This is presumably because, although the capsule is disintegrated, the particles of compound 1 dispersed in the test solution are larger in the 20mg preparation than in the 1 to 10mg preparation. That is, this is because the concentration of compound 1 is high for a 20mg preparation, and therefore, the binding between particles cannot be sufficiently broken.
Therefore, in the case of a 20mg preparation, by further adding crystalline cellulose as an excipient (not added later) in an additional manner, the binding between the drug particles is prevented, and thereby the dissolution can be improved.
(preparation of preparation)
Examples 2 to 4 and 6
The components shown in table 4 (except for magnesium stearate) were put into a high-speed mixer-granulator and premixed. To the mixture was added purified water in an amount corresponding to 22% by weight (based on the ratio of the mixture), and the mixture was granulated with stirring and then dried under vacuum to obtain a dry powder. The dried powder was granulated by a granulator, and the obtained granulated powder and magnesium stearate were mixed by a mixer to obtain a blended powder. The blended powder is filled into capsules to produce capsules.
Example 5
Each of the components shown in Table 4 (except for crystalline cellulose (added (or not added)) and magnesium stearate) was put into a high-speed stirring mixer-granulator and premixed. Purified water was added to the mixture in an amount corresponding to 23 wt% (based on the mixture ratio), and the mixture was granulated by stirring and then dried under vacuum to obtain a dry powder. The dried powder was granulated by a granulator, and the obtained granulated powder, crystalline cellulose (added) and magnesium stearate were mixed by a mixer to obtain a blended powder. The blended powder is filled into capsules to produce capsules.
(formulation evaluation)
In examples 2 to 5 and 6, 900mL of the Japanese pharmacopoeia dissolution test solution 1 containing 1% of polyoxyethylene (10) octylphenyl ether was used as a test solution, and dissolution curves when the test was performed at 75 rpm by the Japanese pharmacopoeia dissolution test paddle method are shown in FIGS. 1 and 2.
As shown in FIG. 1, examples 2,3 and 4 are capsule preparations each containing 1mg, 5mg and 10mg, and show immediate-release preparations. As shown in fig. 2, when a capsule preparation of 20mg was produced in the same manner, the dissolution tended to decrease as in example 6. As in example 5, by adding crystalline cellulose in an external manner (without adding it later), a preparation with immediate release properties can be formed.
4. Dissolution and tableting of Compound 1 at high concentration
In order to prepare capsules in an amount of 20mg or more, the concentration of the drug substance is generally increased or the capsules are enlarged. However, as shown in examples 5 and 6, it was difficult to increase the concentration of the drug substance, and it was difficult to swallow a large capsule, and thus it was not acceptable in the market. Therefore, other dosage forms are preferred when developing formulations with a content higher than 20 mg.
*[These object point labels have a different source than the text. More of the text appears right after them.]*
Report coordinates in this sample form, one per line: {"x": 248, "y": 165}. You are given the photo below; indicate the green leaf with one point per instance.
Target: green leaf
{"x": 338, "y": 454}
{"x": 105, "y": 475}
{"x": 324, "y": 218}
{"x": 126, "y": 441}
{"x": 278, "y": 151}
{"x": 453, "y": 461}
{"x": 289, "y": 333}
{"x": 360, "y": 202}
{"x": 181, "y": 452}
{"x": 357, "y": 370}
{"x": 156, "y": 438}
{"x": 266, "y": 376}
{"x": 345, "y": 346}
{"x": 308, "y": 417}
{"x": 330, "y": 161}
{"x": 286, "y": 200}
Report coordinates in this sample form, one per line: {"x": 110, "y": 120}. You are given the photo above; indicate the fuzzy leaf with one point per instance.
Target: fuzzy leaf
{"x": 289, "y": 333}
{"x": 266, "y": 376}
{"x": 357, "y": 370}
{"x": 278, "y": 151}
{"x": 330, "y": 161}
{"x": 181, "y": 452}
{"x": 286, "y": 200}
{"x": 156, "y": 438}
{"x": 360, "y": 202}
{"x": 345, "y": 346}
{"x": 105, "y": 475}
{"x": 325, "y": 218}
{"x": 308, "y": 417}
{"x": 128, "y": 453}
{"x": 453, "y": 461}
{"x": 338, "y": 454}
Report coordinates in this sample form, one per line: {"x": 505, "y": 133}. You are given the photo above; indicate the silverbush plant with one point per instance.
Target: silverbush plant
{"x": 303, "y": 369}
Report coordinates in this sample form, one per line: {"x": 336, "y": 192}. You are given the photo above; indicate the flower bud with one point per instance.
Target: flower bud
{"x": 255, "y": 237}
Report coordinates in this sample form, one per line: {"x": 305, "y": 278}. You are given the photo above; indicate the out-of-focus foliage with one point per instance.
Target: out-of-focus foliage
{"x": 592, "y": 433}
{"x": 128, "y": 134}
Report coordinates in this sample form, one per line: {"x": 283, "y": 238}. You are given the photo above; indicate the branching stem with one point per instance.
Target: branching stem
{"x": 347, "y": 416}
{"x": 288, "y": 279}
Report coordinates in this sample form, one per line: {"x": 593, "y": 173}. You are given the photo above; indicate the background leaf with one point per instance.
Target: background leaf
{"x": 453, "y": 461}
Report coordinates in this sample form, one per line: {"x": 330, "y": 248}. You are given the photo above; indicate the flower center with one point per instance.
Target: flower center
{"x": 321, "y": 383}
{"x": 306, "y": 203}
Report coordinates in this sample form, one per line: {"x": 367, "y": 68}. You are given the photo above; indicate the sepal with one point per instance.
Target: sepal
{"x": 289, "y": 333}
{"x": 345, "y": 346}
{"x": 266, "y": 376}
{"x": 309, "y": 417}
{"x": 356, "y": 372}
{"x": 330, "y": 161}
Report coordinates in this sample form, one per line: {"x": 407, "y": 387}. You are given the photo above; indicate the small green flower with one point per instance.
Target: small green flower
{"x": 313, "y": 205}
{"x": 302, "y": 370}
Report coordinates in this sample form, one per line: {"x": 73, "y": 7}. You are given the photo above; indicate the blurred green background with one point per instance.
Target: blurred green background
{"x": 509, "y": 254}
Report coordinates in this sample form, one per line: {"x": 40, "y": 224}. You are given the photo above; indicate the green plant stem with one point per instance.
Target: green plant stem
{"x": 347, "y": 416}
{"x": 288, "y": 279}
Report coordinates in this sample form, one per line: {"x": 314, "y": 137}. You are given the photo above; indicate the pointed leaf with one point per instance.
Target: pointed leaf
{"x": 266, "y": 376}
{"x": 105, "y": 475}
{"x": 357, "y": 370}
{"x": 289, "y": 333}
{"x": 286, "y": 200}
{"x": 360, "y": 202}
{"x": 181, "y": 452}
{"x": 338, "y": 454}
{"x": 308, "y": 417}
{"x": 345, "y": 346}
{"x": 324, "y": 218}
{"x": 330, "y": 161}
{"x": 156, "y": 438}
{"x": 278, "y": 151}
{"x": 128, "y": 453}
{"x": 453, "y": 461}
The reason why the dissolution failure of the high content capsule occurs is due to the disintegration failure. That is, the disintegrant does not act effectively, and the preparation cannot be disintegrated sufficiently. In general, disintegrants are classified into a capillary (wetting with water, breaking the bonding force between particles) system and a Swelling (Swelling) system (absorbing water, Swelling, breaking the bonding between particles). The poor disintegration of compound 1 is caused by adsorption of moisture between particles, and is considered to be a high effect of the swelling-type disintegrant.
On the other hand, the swelling type disintegrating agent is required to swell sufficiently and break the bond between particles. Super disintegrants such as croscarmellose sodium are disintegrants having a swelling ratio of more than 200%. According to the studies of the present inventors, it was found that even when such a disintegrant is used, it is difficult to disintegrate a capsule containing 20mg or more per 1 capsule in the case of compound 1.
The inventors of the present application have clarified that the reason is voids generated when the capsule is filled with the powder. That is, this is because the swollen disintegrant escapes into the voids, and disperses the force that breaks the bonding between particles.
Therefore, in order to eliminate the voids, tableting was attempted. As described below, by using a disintegrant having a high swelling ratio and a formulation in which voids are eliminated, excellent disintegration properties and dissolution properties can be obtained even for a high-content formulation.
(preparation of preparation)
Examples 7 and 8 and reference examples 1 and 2
The components shown in table 5 (except for magnesium stearate) were put into a mortar and premixed. To the mixture was added purified water in an amount corresponding to 20% by weight (based on the ratio of the mixture), and the mixture was granulated with stirring and then dried to obtain a dry powder. The dried powder was granulated with a sieve, and the obtained granulated powder and magnesium stearate were mixed in a mortar to obtain a blended powder. Examples 7 and 8 are examples in which the blended powder is tableted to form a tablet, and examples 1 and 2 are examples in which the blended powder is filled into a capsule to form a capsule.
(formulation evaluation)
For examples 7 and 8 and reference examples 1 and 2, the japanese pharmacopoeia dissolution test solution 1 was used, and the disintegration property in the dissolution tester was visually observed. The results are shown in Table 6.
Further, since a disintegrated preparation was obtained by forming a tablet as described above, a tablet was produced by a machine as shown in examples 9 and 10 below, and the dissolution property was confirmed. In consideration of convenience, tablets having a main drug content of 50mg and 100mg were prepared by adding 1.25 times the amount of the powder.
(preparation of preparation)
Examples 9 and 10
The respective components (except for magnesium stearate) shown in table 7 were charged into a high-speed stirring mixer-granulator and premixed. To the mixture, purified water corresponding to 20 wt% (ratio to the mixture) was added for example 9, and purified water corresponding to 18 wt% was added for example 10, and the mixture was stirred, granulated, and vacuum-dried to obtain a dry powder. The dried powder was granulated by a granulator, and the obtained granulated powder was mixed with magnesium stearate by a mixer to obtain a blended powder. Examples of tablets formed by tableting the blended powder are shown in examples 9 and 10.
(formulation evaluation)
For examples 9 and 10, 900mL of the Japanese Kokai dissolution test solution 1 containing 1% polyoxyethylene (10) octylphenyl ether was used as a test solution, and the test was carried out by the Japanese Kokai dissolution test paddle method at 75 rotations per minute, and the dissolution curve at the time of carrying out the test is shown in FIG. 3.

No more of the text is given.